Adani Ports and Special Economic Zone Ltd. guidance for higher growth till financial year 2029 exceeds the estimate of Morgan Stanley, which remains overweight on the stock. In a note on Wednesday, the brokerage kept the target price for the company unchanged at Rs 1,517 apiece, implying a potential upside of 13.41% from the previous close.
The company is targeting 1,000-million-tonne cargo volume by fiscal 2029, 40% higher than the 713 MT Morgan Stanley estimated. The ports business is likely to ramp up activities in all ports, with special focus on those that have been recently acquired in the last few years. Adani Ports is likely to start commissioning Vizhinjam Port in Kerala and the West Container Terminal in Sri Lanka, the brokerage said in a note on Wednesday.
Adani Ports is looking to clock a consolidated revenue of Rs 65,500 crore by fiscal 2029, which is 25% higher than what Morgan Stanley guided for. Its logistics revenue guidance for fiscal 2029 is 188% higher than the brokerage's guidance.

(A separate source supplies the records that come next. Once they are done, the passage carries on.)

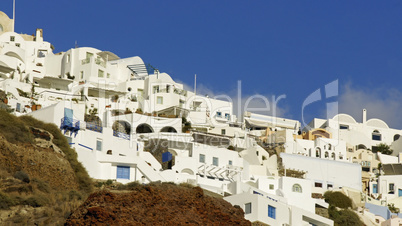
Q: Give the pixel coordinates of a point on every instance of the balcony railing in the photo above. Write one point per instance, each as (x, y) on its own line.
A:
(70, 124)
(94, 127)
(85, 61)
(121, 135)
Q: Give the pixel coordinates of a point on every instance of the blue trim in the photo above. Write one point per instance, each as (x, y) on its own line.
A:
(86, 147)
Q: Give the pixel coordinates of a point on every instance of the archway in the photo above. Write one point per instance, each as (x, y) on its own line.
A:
(144, 128)
(188, 171)
(168, 129)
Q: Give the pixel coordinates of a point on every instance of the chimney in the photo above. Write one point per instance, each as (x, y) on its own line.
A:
(364, 116)
(39, 35)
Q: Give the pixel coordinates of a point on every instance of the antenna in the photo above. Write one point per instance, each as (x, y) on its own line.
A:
(13, 15)
(195, 84)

The trucking segment is expected aid in growth acceleration. Trucking and container-rake revenue will contribute two-thirds of the total revenue, Morgan Stanley said.
Growth in agricultural logistics, bulk trains, warehousing are likely to support the Ebitda margin, the brokerage said. Economies of scale and network effect to support margin expansion.
Key Takeaways
Morgan Stanley keeps an 'overweight' rating on Adani Ports with an unchanged price target of Rs 1,517 apiece.
The target price implied a 13.41% upside from Wednesday's closing price.
Morgan Stanley assigned higher weight to a bull-case scenario, suggesting Adani Ports is a beneficiary of supply-chain diversification and India's rising consumption.
Terminal growth rate of 5% for the special economic zones and logistics business.
Upside risks: Faster-than-expected volume growth, logistics reports strong earnings growth, strong free cash flow and value-accretive acquisition
Downside risks: Slower-than-expected volume growth due to macro or micro factors, value-dilutive acquisitions domestically or internationally, and rising competitive intensity (in tariffs) at major ports for a sustained period. Any increase in related party exposure or slippage in investment grade ratings.